PHILADELPHIA (KYW Newsradio) — Health officials said vaccines remain the most effective protection against COVID-19.
Montgomery County Office of Public Health Medical Director Dr. Richard Lorraine said natural immunity after getting COVID-19 will offer some protection, but multifvaccineple studies have shown protection with vaccines is stronger.
“I'll ask folks, 'Have you ever had a cold?' Obviously, the answer is yes. My second question is, 'Have you ever gotten another cold?' And obviously the answer is yes," he said.
"The immunity does not last, or it's not necessarily transferable to another species of the virus.”
Dr. Lorraine said hospitalizations and deaths have not gone up with total cases like they have in the past.
Lorraine said there could be different reasons for that, but one reason is certain.
"Clearly, the vaccine has an effect on the severity of the illness," said Lorraine.
He said that there has been some confusion and even some disappointment that people can still catch the virus, but there is evidence the vaccines are doing what they are meant to do, and are protecting from severe disease and death.
“It's a little hard to tell given the amount of vaccination within the population, whether it's due to vaccination, whether it's due to the inherent virulence of this particular strain of virus," said Dr. Lorraine.

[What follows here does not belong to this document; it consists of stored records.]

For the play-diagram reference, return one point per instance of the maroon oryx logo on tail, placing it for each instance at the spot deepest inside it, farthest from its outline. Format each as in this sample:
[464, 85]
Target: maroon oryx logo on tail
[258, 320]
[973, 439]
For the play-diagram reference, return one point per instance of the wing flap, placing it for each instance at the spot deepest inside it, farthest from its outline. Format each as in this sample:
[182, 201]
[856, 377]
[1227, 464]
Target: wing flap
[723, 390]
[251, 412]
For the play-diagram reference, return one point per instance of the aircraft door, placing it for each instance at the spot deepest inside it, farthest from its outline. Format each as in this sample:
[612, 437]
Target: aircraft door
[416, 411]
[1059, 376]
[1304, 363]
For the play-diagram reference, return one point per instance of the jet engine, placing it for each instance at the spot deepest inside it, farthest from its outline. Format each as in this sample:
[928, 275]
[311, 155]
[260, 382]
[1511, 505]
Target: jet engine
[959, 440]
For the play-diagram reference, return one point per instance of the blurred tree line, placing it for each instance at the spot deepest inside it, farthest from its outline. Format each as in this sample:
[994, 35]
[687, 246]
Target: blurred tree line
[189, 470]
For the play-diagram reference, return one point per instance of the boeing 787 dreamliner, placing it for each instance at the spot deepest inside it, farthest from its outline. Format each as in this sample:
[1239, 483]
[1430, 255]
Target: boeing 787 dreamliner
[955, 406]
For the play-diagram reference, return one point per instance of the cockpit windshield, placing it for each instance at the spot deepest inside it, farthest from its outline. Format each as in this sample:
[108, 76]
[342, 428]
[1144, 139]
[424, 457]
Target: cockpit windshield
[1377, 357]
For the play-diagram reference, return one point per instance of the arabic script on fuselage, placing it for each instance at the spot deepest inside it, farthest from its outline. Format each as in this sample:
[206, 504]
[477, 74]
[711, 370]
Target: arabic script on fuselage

“The whole purpose of this immunization program is not to prevent the disease, but to ameliorate the disease so that there's fewer cases hospitalized, fewer deaths, and that we can transition to that endemic period where we learn to live with this.”
As for people thinking the virus will become less lethal as it evolves over time, he hopes that’s the case.
“I've heard a lot of that being brought up that the viruses do mutate over time, of course they do, and that they mutate to milder, less lethal forms. They can do that," he said.
"But they don't necessarily do that.”
Officials are also cautiously optimistic that COVID-19 case counts are headed in the right directions, but hospitals remain extremely busy.
“I don't think enough time has gone by to say with certainty that we are on the other side of the peak, but I am encouraged to see that this line is trending down," said Montgomery County Commissioner Dr. Val Arkoosh.
Hospitals remain busy, especially emergency rooms.
"There are a fair number of patients who are coming purely for testing," Dr. Kisha Martin, emergency medicine chair at Redeemer Health.
"It's important that emergency departments are continued to be utilized for emergencies and not as a testing site.”
Dr. Martin said that requests for testing are diverting resources from patients dealing with a true emergency.